In my morning devotions, I read the passage below from Luke 18. Actually, just verses 9-14. I did 1-8 last Friday. But, in considering the context, I noticed for the first time that Luke jams two very contrasting parables right next to each other, thus:
The Parable of the Persistent Widow
1And he told them a parable to the effect that they ought always to pray and not lose heart. 2He said, “In a certain city there was a judge who neither feared God nor respected man. 3And there was a widow in that city who kept coming to him and saying, ‘Give me justice against my adversary.’ 4For a while he refused, but afterward he said to himself, ‘Though I neither fear God nor respect man, 5yet because this widow keeps bothering me, I will give her justice, so that she will not beat me down by her continual coming.’” 6And the Lord said, “Hear what the unrighteous judge says. 7And will not God give justice to his elect, who cry to him day and night?
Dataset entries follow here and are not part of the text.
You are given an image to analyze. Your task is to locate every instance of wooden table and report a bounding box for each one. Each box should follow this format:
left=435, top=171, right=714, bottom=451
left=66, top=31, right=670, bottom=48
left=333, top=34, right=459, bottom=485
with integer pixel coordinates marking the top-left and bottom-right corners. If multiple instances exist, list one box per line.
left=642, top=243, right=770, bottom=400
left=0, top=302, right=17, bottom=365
Will he delay long over them? 8I tell you, he will give justice to them speedily. Nevertheless, when the Son of Man comes, will he find faith on earth?”
The Pharisee and the Tax Collector
9He also told this parable to some who trusted in themselves that they were righteous, and treated others with contempt: 10“Two men went up into the temple to pray, one a Pharisee and the other a tax collector. 11The Pharisee, standing by himself, prayeda thus: ‘God, I thank you that I am not like other men, extortioners, unjust, adulterers, or even like this tax collector. 12I fast twice a week; I give tithes of all that I get.’ 13But the tax collector, standing far off, would not even lift up his eyes to heaven, but beat his breast, saying, ‘God, be merciful to me, a sinner!’ 14I tell you, this man went down to his house justified, rather than the other. For everyone who exalts himself will be humbled, but the one who humbles himself will be exalted.”
I’ve always been fond of the Tax Collector in the temple. In fact, my personal “conversion” (we Lutherans believe we’re converted at baptism, but some of us also believe you can have a renewal of your baptism when you’re old enough to understand the life of faith) followed a sermon on this parable. I was about 12 year old. As a guy who suffered from “low self-esteem” (a concept not yet invented at the time), I could identify with that beaten-down guy.
But just before that parable (I noticed today), you’ve got the outrageous story of the Persistent Widow (or the Unjust Judge). This is one of those parables that confounds our left-brain impulse to make every parable an allegory. Jesus is absolutely not saying that God is like an unjust judge. He’s just practicing hyperbole, telling an exaggerated story to make a point. You might call it a kind of a joke – “Even a crooked judge can be worn down by constant petitions. Certainly our good Heavenly Father will respond much faster than that!”
In other words, this parable commands us to approach God with what the Jews call “chutzpah.” Jewish people are famous for being bold askers. Their parents (generally) raise them to be like this. “What can it hurt to ask?” they say. “The worst they can do is say no.”
This is not something I learned in my Norwegian home. Precisely the opposite, in fact. It’s something I need to ponder, tax collector in the temple that I am.